Göbeklitepe’nin keşfine kadar bilim insanları, süregelen bir düşünceyle tarih öncesi çağ insanlarının göçebe küçük gruplar halinde örgütlenen avcı-toplayıcı sosyal yapılar şeklinde yaşadığını düşünüyordu. Ancak yapılan kazılar kapsamında Göbeklitepe’de bulunan taş yontuları, semboller ve motifler, kalıntıların aslında bir tapınağı işaret ettiğini, yani sanılandan çok daha önce insanların karmaşık sosyokültürel bir yapı geliştirdiğini ortaya koydu.

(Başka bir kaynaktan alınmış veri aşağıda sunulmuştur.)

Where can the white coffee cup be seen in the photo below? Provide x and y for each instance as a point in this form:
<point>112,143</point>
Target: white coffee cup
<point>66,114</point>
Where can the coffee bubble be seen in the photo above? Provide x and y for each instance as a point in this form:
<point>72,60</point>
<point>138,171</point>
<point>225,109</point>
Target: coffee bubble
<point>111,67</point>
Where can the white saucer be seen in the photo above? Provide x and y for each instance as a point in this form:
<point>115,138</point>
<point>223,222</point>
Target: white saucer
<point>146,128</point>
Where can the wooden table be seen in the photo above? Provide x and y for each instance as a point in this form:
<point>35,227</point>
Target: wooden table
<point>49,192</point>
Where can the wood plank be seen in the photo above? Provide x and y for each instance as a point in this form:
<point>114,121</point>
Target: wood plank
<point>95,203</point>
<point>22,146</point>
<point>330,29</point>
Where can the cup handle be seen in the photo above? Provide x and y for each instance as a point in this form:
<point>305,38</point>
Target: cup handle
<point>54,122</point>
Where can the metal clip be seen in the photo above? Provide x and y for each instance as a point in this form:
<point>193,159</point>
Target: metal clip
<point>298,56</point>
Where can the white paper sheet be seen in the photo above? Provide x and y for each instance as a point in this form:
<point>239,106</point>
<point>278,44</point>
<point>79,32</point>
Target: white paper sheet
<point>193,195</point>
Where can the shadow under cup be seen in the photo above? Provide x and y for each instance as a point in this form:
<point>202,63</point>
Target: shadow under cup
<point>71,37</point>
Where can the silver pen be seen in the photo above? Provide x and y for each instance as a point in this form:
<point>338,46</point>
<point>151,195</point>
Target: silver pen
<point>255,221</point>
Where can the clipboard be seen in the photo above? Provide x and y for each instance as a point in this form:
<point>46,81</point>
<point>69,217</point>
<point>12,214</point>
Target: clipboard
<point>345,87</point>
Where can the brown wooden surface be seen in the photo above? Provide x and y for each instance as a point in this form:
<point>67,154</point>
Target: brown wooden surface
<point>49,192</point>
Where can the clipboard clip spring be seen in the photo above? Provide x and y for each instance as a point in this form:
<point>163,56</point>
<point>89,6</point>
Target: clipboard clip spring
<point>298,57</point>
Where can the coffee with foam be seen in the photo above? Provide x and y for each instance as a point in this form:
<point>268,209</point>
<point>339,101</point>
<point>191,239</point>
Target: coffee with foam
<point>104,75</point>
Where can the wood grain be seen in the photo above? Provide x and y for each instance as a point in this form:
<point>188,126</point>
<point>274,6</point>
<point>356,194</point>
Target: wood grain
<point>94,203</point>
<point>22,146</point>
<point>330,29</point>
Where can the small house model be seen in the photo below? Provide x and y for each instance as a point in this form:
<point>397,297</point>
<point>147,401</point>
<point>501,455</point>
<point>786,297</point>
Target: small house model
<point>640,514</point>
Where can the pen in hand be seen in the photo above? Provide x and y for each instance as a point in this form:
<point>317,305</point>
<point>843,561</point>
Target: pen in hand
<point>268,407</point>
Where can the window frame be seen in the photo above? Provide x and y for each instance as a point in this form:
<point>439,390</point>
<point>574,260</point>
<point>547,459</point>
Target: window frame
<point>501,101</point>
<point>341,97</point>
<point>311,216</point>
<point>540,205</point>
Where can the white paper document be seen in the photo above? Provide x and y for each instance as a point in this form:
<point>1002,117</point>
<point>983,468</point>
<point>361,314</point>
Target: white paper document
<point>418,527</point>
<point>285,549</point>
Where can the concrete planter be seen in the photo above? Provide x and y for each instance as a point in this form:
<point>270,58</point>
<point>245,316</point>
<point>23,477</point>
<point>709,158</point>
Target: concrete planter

Belirli bir dönemde bölge insanları için oldukça uğrak bir nokta haline gelen Göbeklitepe’deki devasa dikili taşların inşa ettirilmesi için en az 500 kişinin beraber çalışmış olması gerektiği düşünülür. Bu yönüyle Göbeklitepe, kapsamlı mimari çalışma açısından Mısır’daki ünlü piramitlerden çok daha eskiye dayanır.